RW: Regarding your work in Formula E; there’s a lot of development there right now, and it looks as though we are going to see that series grow massively in the coming years.
AM: It’s an interesting series in terms of their approach to racing in cities. I quite like that as a principle, as I did a lot of city racing, street racing in the states in the American Le Mans series, and I think that’s very good.
Electric racing is something which is very relevant to the car manufacturers now, and they’re all working in that development way. The other thing is that it’s different, and being honest; I don’t think being so different is a bad thing as it makes everybody, myself included, someone that’s been involved in the sport for a long time, to maybe reassess a few things.

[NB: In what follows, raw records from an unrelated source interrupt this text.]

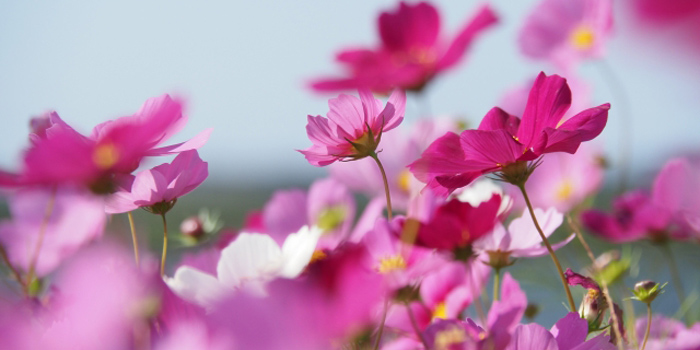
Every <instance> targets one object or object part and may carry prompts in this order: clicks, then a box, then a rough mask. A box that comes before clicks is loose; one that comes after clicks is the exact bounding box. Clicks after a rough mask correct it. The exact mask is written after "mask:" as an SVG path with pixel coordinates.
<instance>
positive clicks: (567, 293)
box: [518, 184, 576, 312]
mask: <svg viewBox="0 0 700 350" xmlns="http://www.w3.org/2000/svg"><path fill="white" fill-rule="evenodd" d="M518 188H520V192H522V194H523V198H524V199H525V204H526V205H527V209H528V210H529V211H530V216H531V217H532V221H533V222H534V223H535V228H536V229H537V232H538V233H539V234H540V238H542V243H544V245H545V247H547V251H548V252H549V256H551V257H552V261H554V266H556V268H557V271H558V272H559V278H561V283H562V285H563V286H564V291H565V292H566V299H567V300H568V301H569V306H571V312H576V303H574V297H573V296H571V290H569V284H568V283H566V278H565V277H564V270H562V268H561V264H560V263H559V259H557V256H556V254H554V249H552V245H551V244H549V241H548V240H547V236H545V235H544V232H542V228H541V227H540V224H539V222H537V217H535V210H534V209H533V208H532V203H530V198H529V197H528V196H527V191H526V190H525V184H522V185H519V186H518Z"/></svg>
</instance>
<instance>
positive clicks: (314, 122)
mask: <svg viewBox="0 0 700 350" xmlns="http://www.w3.org/2000/svg"><path fill="white" fill-rule="evenodd" d="M359 93H360V98H359V99H358V98H357V97H355V96H349V95H345V94H340V96H338V97H337V98H332V99H330V100H328V107H329V108H330V111H329V112H328V114H327V115H326V116H327V118H324V117H321V116H315V117H314V116H311V115H310V116H309V117H308V124H307V125H306V133H307V134H308V136H309V139H310V140H311V142H312V143H313V145H312V146H311V147H309V148H307V149H305V150H299V152H301V153H302V154H303V155H304V156H305V157H306V160H307V161H309V163H311V164H312V165H314V166H319V167H320V166H326V165H328V164H331V163H333V162H335V161H346V160H357V159H362V158H365V157H368V156H371V155H373V154H374V155H376V153H375V152H376V150H377V146H379V141H381V138H382V134H383V133H384V132H386V131H389V130H391V129H393V128H395V127H397V126H398V125H399V124H400V123H401V121H402V120H403V116H404V112H405V109H406V93H405V92H403V91H401V90H395V91H394V92H393V93H392V94H391V96H389V100H388V101H387V103H386V106H385V107H384V108H383V109H382V102H381V101H379V100H378V99H376V98H374V96H373V95H372V93H371V92H370V91H369V90H367V89H360V91H359Z"/></svg>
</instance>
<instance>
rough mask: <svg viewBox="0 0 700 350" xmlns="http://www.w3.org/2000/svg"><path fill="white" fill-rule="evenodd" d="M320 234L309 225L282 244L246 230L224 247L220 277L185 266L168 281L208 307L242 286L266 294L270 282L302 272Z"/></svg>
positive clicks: (223, 249)
mask: <svg viewBox="0 0 700 350" xmlns="http://www.w3.org/2000/svg"><path fill="white" fill-rule="evenodd" d="M320 235H321V231H320V230H319V229H318V228H316V227H312V228H309V227H306V226H305V227H302V228H301V229H300V230H299V232H297V233H294V234H290V235H289V236H287V239H286V240H285V241H284V244H283V245H282V247H280V246H279V245H278V244H277V243H276V242H275V241H274V240H273V239H272V238H271V237H270V236H268V235H265V234H260V233H246V232H243V233H240V234H239V235H238V236H237V237H236V239H235V240H234V241H233V242H231V244H229V245H228V246H227V247H226V248H224V249H223V250H222V251H221V257H220V258H219V262H218V264H217V267H216V274H217V276H216V277H214V276H212V275H210V274H208V273H205V272H202V271H200V270H199V269H197V268H194V267H190V266H181V267H179V268H178V269H177V271H175V275H174V276H173V277H172V278H167V279H166V282H167V284H168V286H170V288H171V289H172V290H173V291H174V292H175V293H177V294H178V295H180V296H181V297H182V298H184V299H186V300H189V301H192V302H195V303H197V304H199V305H202V306H205V307H211V306H212V305H213V304H215V302H216V301H218V300H220V299H221V298H222V297H224V296H225V295H227V294H230V292H232V291H234V290H237V289H240V288H245V289H246V290H248V291H251V292H253V293H256V294H259V295H264V294H265V285H266V284H267V282H269V281H271V280H273V279H275V278H277V277H284V278H295V277H297V276H299V274H301V272H302V271H303V270H304V268H305V267H306V265H307V264H308V263H309V262H310V261H311V257H312V255H313V252H314V250H315V248H316V243H317V242H318V239H319V237H320Z"/></svg>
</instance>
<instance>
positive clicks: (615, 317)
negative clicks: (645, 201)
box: [566, 214, 624, 350]
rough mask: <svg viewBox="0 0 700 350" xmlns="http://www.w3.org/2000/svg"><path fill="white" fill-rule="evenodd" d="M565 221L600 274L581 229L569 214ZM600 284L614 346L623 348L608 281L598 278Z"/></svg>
mask: <svg viewBox="0 0 700 350" xmlns="http://www.w3.org/2000/svg"><path fill="white" fill-rule="evenodd" d="M566 221H567V222H568V223H569V226H570V227H571V229H572V230H573V231H574V233H575V234H576V237H577V238H578V240H579V242H581V245H582V246H583V249H584V250H585V251H586V254H587V255H588V258H589V259H591V262H592V264H593V270H594V271H595V274H596V275H598V276H600V273H601V268H600V266H598V262H597V261H596V259H595V254H593V250H591V247H590V246H589V245H588V242H586V240H585V239H584V238H583V234H582V233H581V230H580V229H579V227H578V225H577V224H576V223H575V222H574V219H573V218H572V217H571V215H570V214H566ZM600 284H601V285H602V286H603V297H604V298H605V302H606V303H608V307H609V308H610V317H611V318H612V321H613V327H612V328H613V333H615V340H616V344H615V345H616V346H617V348H618V350H624V348H623V345H622V334H621V333H620V328H619V325H620V324H622V323H621V322H622V320H620V319H618V317H617V313H615V307H614V306H613V305H615V304H614V303H613V300H612V296H610V290H609V289H608V282H607V281H606V280H605V279H604V278H601V279H600Z"/></svg>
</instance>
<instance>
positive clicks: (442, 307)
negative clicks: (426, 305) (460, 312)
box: [432, 301, 447, 320]
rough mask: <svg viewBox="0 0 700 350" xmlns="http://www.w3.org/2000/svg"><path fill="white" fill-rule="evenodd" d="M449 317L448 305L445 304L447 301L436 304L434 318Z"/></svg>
mask: <svg viewBox="0 0 700 350" xmlns="http://www.w3.org/2000/svg"><path fill="white" fill-rule="evenodd" d="M438 318H440V319H443V320H444V319H447V305H445V302H444V301H443V302H441V303H439V304H437V306H435V310H433V318H432V320H435V319H438Z"/></svg>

The world’s changing so quickly, you’re talking about social media, there was no social media when I was a kid – we never even had mobile phones, I was 17 the first time I saw a mobile phone!

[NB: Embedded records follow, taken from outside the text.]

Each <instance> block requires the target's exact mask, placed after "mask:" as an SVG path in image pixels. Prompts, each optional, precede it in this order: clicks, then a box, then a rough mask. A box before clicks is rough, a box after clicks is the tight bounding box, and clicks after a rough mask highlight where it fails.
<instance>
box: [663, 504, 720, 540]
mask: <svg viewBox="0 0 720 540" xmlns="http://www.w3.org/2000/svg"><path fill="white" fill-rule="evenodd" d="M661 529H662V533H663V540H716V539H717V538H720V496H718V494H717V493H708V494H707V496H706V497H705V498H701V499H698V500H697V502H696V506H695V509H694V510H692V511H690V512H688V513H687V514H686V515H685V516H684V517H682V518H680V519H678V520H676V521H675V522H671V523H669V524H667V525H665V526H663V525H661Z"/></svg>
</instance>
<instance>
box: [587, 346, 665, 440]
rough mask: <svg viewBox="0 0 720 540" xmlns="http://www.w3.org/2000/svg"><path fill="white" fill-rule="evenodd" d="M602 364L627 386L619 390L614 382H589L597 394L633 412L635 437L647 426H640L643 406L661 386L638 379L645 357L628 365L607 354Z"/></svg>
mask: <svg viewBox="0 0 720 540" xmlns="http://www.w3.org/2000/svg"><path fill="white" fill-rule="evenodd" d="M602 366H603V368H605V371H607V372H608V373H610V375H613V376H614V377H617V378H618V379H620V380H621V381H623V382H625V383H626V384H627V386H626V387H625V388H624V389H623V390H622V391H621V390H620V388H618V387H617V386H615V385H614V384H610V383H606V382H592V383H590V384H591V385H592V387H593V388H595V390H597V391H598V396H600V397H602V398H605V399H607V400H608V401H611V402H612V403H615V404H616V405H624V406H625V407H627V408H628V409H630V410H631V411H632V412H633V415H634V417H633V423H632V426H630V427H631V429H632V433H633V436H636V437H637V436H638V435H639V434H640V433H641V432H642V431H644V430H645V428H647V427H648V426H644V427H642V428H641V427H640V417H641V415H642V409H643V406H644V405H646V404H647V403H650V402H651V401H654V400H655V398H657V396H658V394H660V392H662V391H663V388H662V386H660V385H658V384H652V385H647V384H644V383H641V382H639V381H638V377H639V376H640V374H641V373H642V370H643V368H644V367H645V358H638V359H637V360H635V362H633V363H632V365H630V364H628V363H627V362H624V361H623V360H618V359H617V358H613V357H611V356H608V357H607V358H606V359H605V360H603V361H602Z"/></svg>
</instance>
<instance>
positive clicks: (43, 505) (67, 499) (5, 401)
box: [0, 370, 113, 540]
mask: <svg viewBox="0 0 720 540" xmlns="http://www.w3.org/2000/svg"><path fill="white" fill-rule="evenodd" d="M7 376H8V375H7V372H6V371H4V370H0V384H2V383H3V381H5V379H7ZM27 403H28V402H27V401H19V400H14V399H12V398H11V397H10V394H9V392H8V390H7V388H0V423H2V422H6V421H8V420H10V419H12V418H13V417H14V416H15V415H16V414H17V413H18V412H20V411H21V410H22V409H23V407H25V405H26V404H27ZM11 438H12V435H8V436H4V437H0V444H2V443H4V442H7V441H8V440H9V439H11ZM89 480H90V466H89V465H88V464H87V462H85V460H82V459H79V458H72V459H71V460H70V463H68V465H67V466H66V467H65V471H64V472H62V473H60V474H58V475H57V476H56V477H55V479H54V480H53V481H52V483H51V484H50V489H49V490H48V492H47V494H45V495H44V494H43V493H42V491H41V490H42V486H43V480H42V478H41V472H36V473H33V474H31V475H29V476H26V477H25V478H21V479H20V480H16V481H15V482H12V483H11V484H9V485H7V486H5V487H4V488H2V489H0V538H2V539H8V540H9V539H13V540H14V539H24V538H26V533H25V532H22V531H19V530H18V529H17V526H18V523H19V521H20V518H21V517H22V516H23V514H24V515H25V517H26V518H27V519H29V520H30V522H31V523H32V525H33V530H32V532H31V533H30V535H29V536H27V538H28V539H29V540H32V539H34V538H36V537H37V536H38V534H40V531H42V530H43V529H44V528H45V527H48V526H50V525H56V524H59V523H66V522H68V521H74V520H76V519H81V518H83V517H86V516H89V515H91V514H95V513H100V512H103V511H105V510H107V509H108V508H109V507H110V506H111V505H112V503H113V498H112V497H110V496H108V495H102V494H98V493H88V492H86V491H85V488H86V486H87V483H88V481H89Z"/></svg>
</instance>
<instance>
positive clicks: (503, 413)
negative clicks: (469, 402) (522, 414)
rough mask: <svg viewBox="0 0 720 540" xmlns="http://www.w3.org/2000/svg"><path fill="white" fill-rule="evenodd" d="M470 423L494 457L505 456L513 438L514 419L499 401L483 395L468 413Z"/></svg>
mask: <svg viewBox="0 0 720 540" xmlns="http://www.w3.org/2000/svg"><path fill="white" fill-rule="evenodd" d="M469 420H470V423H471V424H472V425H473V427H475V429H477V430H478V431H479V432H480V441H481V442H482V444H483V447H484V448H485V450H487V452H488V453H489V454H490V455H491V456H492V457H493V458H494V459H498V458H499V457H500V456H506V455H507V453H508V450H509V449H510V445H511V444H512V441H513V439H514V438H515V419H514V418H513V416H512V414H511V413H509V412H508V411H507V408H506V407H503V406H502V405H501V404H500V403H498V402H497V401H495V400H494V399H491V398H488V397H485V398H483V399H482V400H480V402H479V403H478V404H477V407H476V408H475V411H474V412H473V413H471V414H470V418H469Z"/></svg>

So you’ve got such a change in an environment that it shakes things up. It’s in a transient stage at the moment, it’s not the finished article, and it has got some things to improve and develop on, but it’s in a position where it can maybe adapt a bit without too many problems right now.

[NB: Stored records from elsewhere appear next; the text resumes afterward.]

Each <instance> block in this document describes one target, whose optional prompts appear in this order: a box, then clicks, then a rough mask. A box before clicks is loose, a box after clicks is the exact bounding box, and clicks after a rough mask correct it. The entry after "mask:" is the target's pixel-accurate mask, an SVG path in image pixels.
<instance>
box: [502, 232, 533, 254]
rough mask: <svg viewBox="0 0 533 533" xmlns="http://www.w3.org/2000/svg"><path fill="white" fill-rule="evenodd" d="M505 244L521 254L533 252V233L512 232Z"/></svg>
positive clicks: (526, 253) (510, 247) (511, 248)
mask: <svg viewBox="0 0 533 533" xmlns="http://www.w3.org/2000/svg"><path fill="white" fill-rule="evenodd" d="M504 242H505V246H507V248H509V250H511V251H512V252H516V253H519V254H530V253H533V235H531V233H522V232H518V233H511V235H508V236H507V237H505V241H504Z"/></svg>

RW: I think Formula E have been very brave in introducing some aspects to the sport which maybe aren’t the traditional way you do things in single seater racing. It seems to be working very well for them.
AM: Just as an example; Graham Carroll (who competed in Formula E’s inaugural eRace event in Las Vegas). He’s not a sim racer; he won the Formula Ford Festival. He is probably one of the most gifted young Scottish drivers of the last ten years that nobody has ever heard of because he had no money. He is one of those unique people that can see both sides of the fence, and that’s a talent that I don’t have. I could drive racing cars bloody fast, but when I got in a sim, I felt sick. I struggled, I threw up 20 seconds into my first sim session. We did so many days in the sim, but I never made the mental jump because I am too trained in other ways.
RW: I suppose it can be difficult to unlearn things.
AM: I was much better at sitting and looking at a circuit, getting down and looking at the corner and understanding it, then thinking ‘right ok, I am going to need my braking recuperation into here, and it will be there, there and there’, as opposed to doing it in the sim.
[Graham] is one of I would say probably two or three people that can do both. The interesting thing is you’ve got these guys out there who can blow away drivers that have won so many other things, have been in Formula 1, won Le Mans, that sort of thing; nailed them no questions, that is quite cool!
Many thanks to Allan for being generous with his time.